The court correctly concluded that the complaint was barred by res judicata, as plaintiff-relator's claims that defendant defrauded the City of tax revenue in two transactions involving the private placement of notes in 1999 arose out of the same transactions that were at issue in a prior action involving the same parties (see State of N.Y. ex rel. Willcox v Credit Suisse Sec. [USA] LLC, 140 AD3d 622 [1st Dept 2016] [Willcox I]; see generally Marinelli Assoc. v Helmsley-Noyes Co., 265 AD2d 1, 5 [1st Dept 2000]). The claims in both actions were "grounded on the same gravamen of the wrong" — evasion of taxes — notwithstanding that relator alleged evasion of State taxes in Willcox I and evasion of City taxes in this action (Smith v Russell Sage Coll., 54 NY2d 185, 192 [1981]; see Jacobson Dev. Group, LLC v Grossman, 198 AD3d 956, 959-960 [2d Dept 2021]).
The court also correctly dismissed the complaint on the ground that relator was collaterally estopped from relitigating his implied false certification theory of liability, raised in an attempt to circumvent the statute of limitations, as the theory was rejected on the merits in Willcox I (see Willcox I, 140 AD3d at 623; see generally Parker v Blauvelt Volunteer Fire Co., 93 NY2d 343, 349 [1999]). Although collateral estoppel does not preclude relitigation of pure issues of law, this Court's prior holding was on a mixed question of law and fact, involving the application of principles of law to substantially the same facts as here (see American Home Assur. Co. v International Ins. Co., 90 NY2d 433, 440 [1997]). Contrary to relator's contention, the newly-submitted expert opinions did not render this action factually dissimilar from Willcox I. In any event, the expert reports were insufficient to undo the finality of the prior ruling (see Matter of Reilly v Reid, 45 NY2d 24, 28 [1978]; Marinelli, 265 AD2d at 6-7).

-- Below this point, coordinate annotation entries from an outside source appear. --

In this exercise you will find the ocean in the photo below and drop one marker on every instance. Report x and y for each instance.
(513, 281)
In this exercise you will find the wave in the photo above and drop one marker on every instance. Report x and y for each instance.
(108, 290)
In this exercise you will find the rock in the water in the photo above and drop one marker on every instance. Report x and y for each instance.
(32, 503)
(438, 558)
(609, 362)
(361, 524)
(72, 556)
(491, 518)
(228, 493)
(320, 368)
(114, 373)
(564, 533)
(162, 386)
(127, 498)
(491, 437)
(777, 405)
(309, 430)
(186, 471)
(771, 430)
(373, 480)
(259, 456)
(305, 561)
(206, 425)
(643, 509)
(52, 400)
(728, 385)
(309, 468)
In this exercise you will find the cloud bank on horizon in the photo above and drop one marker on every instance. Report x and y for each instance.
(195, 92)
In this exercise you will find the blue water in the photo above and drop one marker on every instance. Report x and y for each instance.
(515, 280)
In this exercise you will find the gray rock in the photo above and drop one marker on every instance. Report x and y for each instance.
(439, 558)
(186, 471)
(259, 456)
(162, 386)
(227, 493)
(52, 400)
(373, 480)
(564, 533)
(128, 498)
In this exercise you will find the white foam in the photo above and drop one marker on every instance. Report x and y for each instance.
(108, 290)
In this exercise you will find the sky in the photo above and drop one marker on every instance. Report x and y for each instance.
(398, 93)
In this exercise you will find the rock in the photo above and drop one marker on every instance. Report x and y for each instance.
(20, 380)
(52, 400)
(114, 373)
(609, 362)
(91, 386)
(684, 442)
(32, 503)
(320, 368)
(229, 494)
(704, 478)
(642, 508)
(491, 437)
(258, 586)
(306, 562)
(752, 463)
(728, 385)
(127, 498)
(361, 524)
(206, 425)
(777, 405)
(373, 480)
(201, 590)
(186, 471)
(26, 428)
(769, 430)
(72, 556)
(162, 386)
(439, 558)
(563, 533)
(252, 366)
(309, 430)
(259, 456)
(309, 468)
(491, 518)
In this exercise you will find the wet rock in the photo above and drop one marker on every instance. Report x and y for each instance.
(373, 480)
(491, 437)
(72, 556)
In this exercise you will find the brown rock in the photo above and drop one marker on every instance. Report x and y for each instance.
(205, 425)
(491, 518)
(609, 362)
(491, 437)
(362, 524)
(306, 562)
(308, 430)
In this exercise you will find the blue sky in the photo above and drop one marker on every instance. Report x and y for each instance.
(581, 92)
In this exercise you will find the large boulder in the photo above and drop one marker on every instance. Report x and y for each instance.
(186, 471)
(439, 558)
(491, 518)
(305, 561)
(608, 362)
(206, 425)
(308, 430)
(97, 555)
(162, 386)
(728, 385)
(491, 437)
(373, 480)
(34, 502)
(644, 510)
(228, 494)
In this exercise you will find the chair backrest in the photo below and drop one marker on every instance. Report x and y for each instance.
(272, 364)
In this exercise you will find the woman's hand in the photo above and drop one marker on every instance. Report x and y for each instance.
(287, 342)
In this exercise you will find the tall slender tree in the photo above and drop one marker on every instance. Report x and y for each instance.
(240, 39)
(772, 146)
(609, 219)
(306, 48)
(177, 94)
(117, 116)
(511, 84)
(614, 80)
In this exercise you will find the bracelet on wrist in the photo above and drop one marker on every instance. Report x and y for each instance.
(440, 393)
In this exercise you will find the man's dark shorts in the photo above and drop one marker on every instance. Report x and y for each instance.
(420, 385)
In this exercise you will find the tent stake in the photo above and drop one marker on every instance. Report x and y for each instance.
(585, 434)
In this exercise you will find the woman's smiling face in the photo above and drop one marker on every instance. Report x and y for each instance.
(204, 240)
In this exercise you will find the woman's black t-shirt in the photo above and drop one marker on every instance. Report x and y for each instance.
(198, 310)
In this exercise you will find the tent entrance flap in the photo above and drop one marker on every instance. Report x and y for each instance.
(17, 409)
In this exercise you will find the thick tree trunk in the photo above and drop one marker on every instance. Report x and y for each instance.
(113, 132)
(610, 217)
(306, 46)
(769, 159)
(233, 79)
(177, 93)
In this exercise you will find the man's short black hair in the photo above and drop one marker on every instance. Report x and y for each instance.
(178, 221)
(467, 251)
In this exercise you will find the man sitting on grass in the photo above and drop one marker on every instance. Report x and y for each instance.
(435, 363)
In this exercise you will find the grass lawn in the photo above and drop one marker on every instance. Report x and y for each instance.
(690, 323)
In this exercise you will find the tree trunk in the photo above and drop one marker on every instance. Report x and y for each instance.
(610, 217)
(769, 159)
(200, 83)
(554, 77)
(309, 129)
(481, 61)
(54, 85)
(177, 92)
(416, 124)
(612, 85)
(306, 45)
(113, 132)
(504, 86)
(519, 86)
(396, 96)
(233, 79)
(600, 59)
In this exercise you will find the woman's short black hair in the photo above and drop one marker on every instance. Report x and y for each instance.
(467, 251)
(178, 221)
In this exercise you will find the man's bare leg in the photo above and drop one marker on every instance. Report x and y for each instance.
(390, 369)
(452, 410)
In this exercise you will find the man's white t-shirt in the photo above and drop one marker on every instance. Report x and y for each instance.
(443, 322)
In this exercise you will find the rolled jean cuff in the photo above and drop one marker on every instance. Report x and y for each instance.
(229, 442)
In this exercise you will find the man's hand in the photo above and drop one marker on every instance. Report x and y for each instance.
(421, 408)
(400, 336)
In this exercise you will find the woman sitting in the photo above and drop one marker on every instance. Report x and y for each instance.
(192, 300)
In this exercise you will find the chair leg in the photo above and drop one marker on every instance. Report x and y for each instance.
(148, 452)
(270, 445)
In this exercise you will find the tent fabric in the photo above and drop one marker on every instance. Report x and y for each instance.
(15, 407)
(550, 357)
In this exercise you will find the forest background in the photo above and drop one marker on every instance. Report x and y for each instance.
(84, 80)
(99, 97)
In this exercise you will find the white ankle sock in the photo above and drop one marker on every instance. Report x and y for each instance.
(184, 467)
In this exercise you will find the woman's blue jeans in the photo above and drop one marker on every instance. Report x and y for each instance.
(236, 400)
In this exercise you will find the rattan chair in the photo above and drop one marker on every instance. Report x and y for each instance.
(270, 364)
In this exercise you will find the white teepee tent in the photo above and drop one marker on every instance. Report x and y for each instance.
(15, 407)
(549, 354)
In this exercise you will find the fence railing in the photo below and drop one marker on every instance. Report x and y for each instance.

Relator's contention that the preclusive effect of Willcox I had been invalidated by the overruling of caselaw on which our prior ruling was based is unavailing. Although the United States Supreme Court decision in Universal Health Servs., Inc. v United States ex rel. Escobar (579 US 176 [2016]) endorsed an arguably more expansive view of implied false certification, it did not address the specific situation here (tax refund requests). Further, cases decided after Escobar undermine the viability of relator's implied false certification theory of liability in reviving time-barred claims (see Total Asset Recovery Servs. LLC v Metlife, Inc., 189 AD3d 519, 524 [1st Dept 2020]; United States ex rel. Pelullo v American Intl. Group, Inc., 2017 WL 3610514[*2], *3, 2017 US Dist LEXIS 134100, *8 [SD NY, Aug. 21, 2017, No. 16-CV-5694 (KBF)], affd 757 Fed Appx 15 [2d Cir 2019]). In any event, even if the cases on which this Court relied had been overruled, "[t]he conclusive effect of a final disposition is not to be disturbed by a subsequent change in decisional law" (Matter of Gowan v Tully, 45 NY2d 32, 36 [1978] [internal quotation marks omitted]).
Because relator was collaterally estopped from relitigating his implied false certification theory of liability, this action was also properly dismissed as time-barred. It is undisputed that the alleged improper conduct that gave rise to the claims occurred in 1999, well over 10 years before this action was filed (see State Finance Law § 192 [1]).
Finally, the court providently exercised its discretion in denying leave to amend the complaint, as the proposed amendments did not cure the substantive defects of the amended complaint (see Kliebert v McKoan, 228 AD2d 232, 233 [1st Dept 1996], lv denied 89 NY2d 802 [1996]). In view of this, we need not reach the parties' arguments with respect to standing.THIS CONSTITUTES THE DECISION AND ORDER
OF THE SUPREME COURT, APPELLATE DIVISION, FIRST DEPARTMENT.